4.2.2. Human-Generated Traffic
IoTTGen can generate traffic triggered by human activities. Each device has different event patterns (e.g., the smart plug has a turn-on event and turn-off event); hence, IoTTGen can also model the traffic generated by human activities. Besides, the user can create different scenarios using IoT devices in regular daily activities. For example, when coming home, the user can turn on the bulb and plug, launch the Spotify music service on the hub, and access the camera’s recording activities.
Figure 3 shows that plug 1 is switched on at activity 1, and two packets are generated for plug 1. Then, when the bulb is switched on at activity 2, IoTTGen generates packets accordingly. Furthermore, human activities can also be created randomly. For example, when the user has a party at home, smart-home devices can operate randomly. Therefore, IoTTGen can also set the time to trigger events for these devices randomly.
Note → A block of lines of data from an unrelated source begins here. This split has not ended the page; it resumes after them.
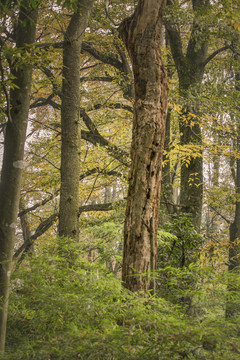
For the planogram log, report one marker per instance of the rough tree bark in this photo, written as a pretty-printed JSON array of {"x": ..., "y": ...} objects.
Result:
[
  {"x": 13, "y": 159},
  {"x": 142, "y": 36},
  {"x": 233, "y": 308},
  {"x": 70, "y": 121}
]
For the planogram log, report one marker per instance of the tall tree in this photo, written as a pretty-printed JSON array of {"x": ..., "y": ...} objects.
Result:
[
  {"x": 142, "y": 36},
  {"x": 14, "y": 152},
  {"x": 70, "y": 121},
  {"x": 190, "y": 65}
]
Thus, human-generated traffic can be generated easily using IoTTGen.
We will show how we applied IoTTGen to the IoT environment and generated a different kind of traffic in the following section.
5. IoT Traffic Measurement Experiments
We set up three experiments: collecting measured traffic using the testbed, generating synthetic traffic using IoTTGen, and generating anomalous traffic by injecting malicious traffic into synthetic traffic and measured traffic.
We used IoTTGen for implementing experiments and generating synthetic IoT traffic for smart-home environments. The measured traffic was obtained from our testbed, as discussed in
Section 3.1. We also generated malicious traffic by extracting anomalous traffic from the real dataset [
19]. Thus, we aimed to investigate the properties of IoT traffic and study the impact of malicious traffic.
IoTTGen can generate one day’s traffic for the five-device smart-home scenario in a few seconds with more than 60,000 packets per second. The generation of the 52-device scenarios reaches up to 80,000 packets per second, and one day’s traffic in a few seconds. This larger experiment is faster, as more devices have similar properties. The complexity of IoTTGen are presented in
Table 4. Thus, IoTTGen can generate daily traffic in a few seconds and generate a longer traffic trace according to the scenarios. We conducted all the experiments on a computer running an Intel Core i7-7700 at 3.6 GHz, with 8 GB of RAM and 64-bit Windows 10 Professional (Microsoft Co., Redmond, WA, USA).
5.1. Generating Synthetic Traffic
5.1.1. Smart-Home Environment
A smart home is defined as a house equipped with (multiple) cyber–physical sensors for temperature, humidity, light control, smart hubs, and other things, allowing inhabitants to obtain information on their environment (e.g., temperature) and control and monitor it remotely (e.g., turning on equipment). In our smart-home environment, the devices were connected to the Internet with Wi-Fi through a home gateway for controlling the flow of information among smart appliances and to the remote network. Thus, remote users can access data and control home sensors with dedicated devices, such as smartphones, tablets, and computers.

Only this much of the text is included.